You can see it's a lot more complicated. But hopefully you'll also notice that there's no Sort operator. The Merge Join (Concatenation) pulls the data from each branch, and produces a dataset which is in the right order. In this case, it will pull all 7,276 rows for Salesperson 7 first, and then pull the other 66,319, because that's the required order. Within each set, the data is in SalespersonPersonID order, which is maintained as the data flows through.

I mentioned earlier that it uses more reads, and it does. If I show the SET STATISTICS IO output, comparing the two queries, I see this:

Table 'Worktable'. Scan count 0, logical reads 0, physical reads 0, read-ahead reads 0, lob logical reads 0, lob physical reads 0, lob read-ahead reads 0.
Table 'Orders'. Scan count 1, logical reads 157, physical reads 0, read-ahead reads 0, lob logical reads 0, lob physical reads 0, lob read-ahead reads 0.
 

Table 'Orders'. Scan count 3, logical reads 163, physical reads 0, read-ahead reads 0, lob logical reads 0, lob physical reads 0, lob read-ahead reads 0.

Using the "Custom Sort" version, it's just one scan of the index, using 157 reads. Using the "Union All" method, it's three scans – one for SalespersonPersonID = 7, one for SalespersonPersonID < 7, and one for SalespersonPersonID > 7. We can see those last two by looking at the properties of the second Index Seek:

For me, though, the benefit comes through in the lack of a Worktable.

Look at the estimated CPU cost:

It's not as small as our 1.4% when we avoid the sort completely, but it's still a vast improvement over our Custom Sort method.

But a word of warning…

Suppose I had created that index differently, and had OrderDate as a key column rather than as an included column.

CREATE INDEX rf_Orders_SalesPeople_OrderDate 
ON Sales.Orders(SalespersonPersonID, OrderDate);

Now, my "Union All" method doesn't work as intended at all.

Despite using exactly the same queries as before, my nice plan now has two Sort operators, and it performs nearly as badly as my original Scan + Sort version.
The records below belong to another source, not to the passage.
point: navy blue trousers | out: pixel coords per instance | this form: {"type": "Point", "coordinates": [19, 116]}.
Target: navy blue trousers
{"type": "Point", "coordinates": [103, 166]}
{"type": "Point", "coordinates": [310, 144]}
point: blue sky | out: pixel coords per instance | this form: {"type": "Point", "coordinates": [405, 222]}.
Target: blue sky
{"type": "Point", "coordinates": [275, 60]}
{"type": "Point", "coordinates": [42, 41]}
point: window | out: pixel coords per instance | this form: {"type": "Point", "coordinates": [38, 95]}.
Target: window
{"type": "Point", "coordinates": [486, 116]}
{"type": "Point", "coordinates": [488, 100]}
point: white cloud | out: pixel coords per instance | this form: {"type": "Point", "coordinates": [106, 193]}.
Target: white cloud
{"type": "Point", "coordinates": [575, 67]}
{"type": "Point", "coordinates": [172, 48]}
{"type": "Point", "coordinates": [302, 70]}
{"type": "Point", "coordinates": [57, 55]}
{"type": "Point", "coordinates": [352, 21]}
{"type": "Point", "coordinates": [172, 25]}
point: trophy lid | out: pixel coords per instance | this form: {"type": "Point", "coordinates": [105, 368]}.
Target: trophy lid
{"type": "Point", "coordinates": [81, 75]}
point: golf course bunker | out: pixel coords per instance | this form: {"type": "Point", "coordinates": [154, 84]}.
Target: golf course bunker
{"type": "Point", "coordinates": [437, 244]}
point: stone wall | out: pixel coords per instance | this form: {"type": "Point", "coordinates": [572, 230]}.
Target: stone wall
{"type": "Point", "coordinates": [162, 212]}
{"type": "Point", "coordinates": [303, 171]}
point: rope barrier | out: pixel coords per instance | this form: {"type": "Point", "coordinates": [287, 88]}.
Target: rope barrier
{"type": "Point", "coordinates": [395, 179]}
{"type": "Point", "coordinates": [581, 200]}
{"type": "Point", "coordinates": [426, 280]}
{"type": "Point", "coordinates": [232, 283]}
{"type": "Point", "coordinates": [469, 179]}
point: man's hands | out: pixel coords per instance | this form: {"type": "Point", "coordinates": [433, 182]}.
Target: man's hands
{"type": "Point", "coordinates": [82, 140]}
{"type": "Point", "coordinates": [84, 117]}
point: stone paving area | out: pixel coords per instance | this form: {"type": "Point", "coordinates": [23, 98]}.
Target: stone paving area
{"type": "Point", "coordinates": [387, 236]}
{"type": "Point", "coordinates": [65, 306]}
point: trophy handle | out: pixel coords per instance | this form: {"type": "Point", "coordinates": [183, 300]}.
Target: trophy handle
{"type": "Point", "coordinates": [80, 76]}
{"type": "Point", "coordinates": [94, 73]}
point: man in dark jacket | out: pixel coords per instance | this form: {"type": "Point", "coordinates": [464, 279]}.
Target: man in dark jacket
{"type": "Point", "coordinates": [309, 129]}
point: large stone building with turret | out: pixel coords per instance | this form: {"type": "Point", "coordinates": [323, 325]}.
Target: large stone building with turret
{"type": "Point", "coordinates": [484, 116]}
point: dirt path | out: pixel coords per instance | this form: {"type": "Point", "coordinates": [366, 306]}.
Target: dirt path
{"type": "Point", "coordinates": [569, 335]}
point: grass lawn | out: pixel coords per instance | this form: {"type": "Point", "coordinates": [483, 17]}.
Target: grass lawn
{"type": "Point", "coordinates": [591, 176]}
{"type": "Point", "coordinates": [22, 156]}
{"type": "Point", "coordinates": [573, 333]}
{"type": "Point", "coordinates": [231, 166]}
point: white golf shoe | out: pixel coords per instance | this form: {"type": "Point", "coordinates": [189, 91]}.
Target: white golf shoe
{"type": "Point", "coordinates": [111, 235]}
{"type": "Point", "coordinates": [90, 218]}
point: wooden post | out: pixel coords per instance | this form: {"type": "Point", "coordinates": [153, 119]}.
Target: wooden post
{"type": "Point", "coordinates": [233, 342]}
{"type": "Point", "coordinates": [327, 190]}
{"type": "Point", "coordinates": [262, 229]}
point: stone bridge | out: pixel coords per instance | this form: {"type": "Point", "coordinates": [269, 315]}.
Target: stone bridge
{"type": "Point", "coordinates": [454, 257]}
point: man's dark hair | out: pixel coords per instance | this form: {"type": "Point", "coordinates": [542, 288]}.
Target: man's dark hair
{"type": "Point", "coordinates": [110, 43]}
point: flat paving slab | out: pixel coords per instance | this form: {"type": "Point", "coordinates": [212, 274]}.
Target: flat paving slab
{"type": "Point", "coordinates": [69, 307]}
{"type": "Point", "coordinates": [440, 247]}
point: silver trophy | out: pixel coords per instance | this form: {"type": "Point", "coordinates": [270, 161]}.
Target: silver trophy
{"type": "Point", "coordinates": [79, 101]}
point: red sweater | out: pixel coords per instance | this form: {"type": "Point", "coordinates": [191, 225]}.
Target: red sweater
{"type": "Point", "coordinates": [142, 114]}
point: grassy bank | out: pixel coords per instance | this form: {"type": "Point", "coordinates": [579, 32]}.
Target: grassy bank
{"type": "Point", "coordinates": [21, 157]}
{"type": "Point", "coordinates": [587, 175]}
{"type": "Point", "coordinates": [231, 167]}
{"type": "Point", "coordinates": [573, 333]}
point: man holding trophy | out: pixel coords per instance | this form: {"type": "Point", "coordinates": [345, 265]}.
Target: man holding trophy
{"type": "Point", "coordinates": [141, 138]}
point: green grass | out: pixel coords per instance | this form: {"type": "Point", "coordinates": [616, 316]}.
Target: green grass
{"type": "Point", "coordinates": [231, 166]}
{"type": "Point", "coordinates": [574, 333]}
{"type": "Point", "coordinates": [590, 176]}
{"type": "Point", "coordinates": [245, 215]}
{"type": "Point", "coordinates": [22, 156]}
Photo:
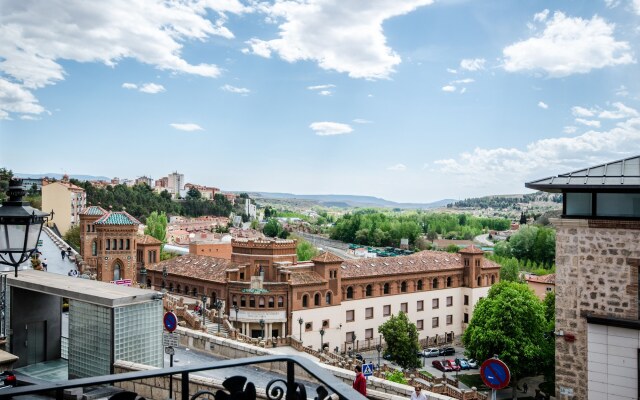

The reason for this is a quirk of the Merge Join (Concatenation) operator, and the clue is in the Sort operator.

It's ordering by SalespersonPersonID followed by OrderID – which is the clustered index key of the table. It chooses this because this is known to be unique, and it's a smaller set of columns to sort by than SalespersonPersonID followed by OrderDate followed by OrderID, which is the dataset order produced by three index range scans. One of those times when the Query Optimizer doesn't notice a better option that's right there.

With this index, we would need our dataset ordered by OrderDate as well to produce our preferred plan.

SELECT OrderID, SalespersonPersonID, OrderDate
FROM 
(
  SELECT OrderID, SalespersonPersonID, OrderDate, 
    1 AS OrderingCol
  FROM Sales.Orders
  WHERE SalespersonPersonID = 7
  UNION ALL
  SELECT OrderID, SalespersonPersonID, OrderDate, 
    2 AS OrderingCol
  FROM Sales.Orders
  WHERE SalespersonPersonID != 7
) o
ORDER BY o.OrderingCol, o.SalespersonPersonID, OrderDate;

So it's definitely more effort. The query is longer for me to write, it's more reads, and I have to have an index without extra key columns. But it's certainly quicker. With even more rows, the impact is bigger still, and I don't have to risk a Sort spilling to tempdb either.

For small sets, my StackOverflow answer is still good. But when that Sort operator is costing me in performance, then I'm going with the Union All / Merge Join (Concatenation) method.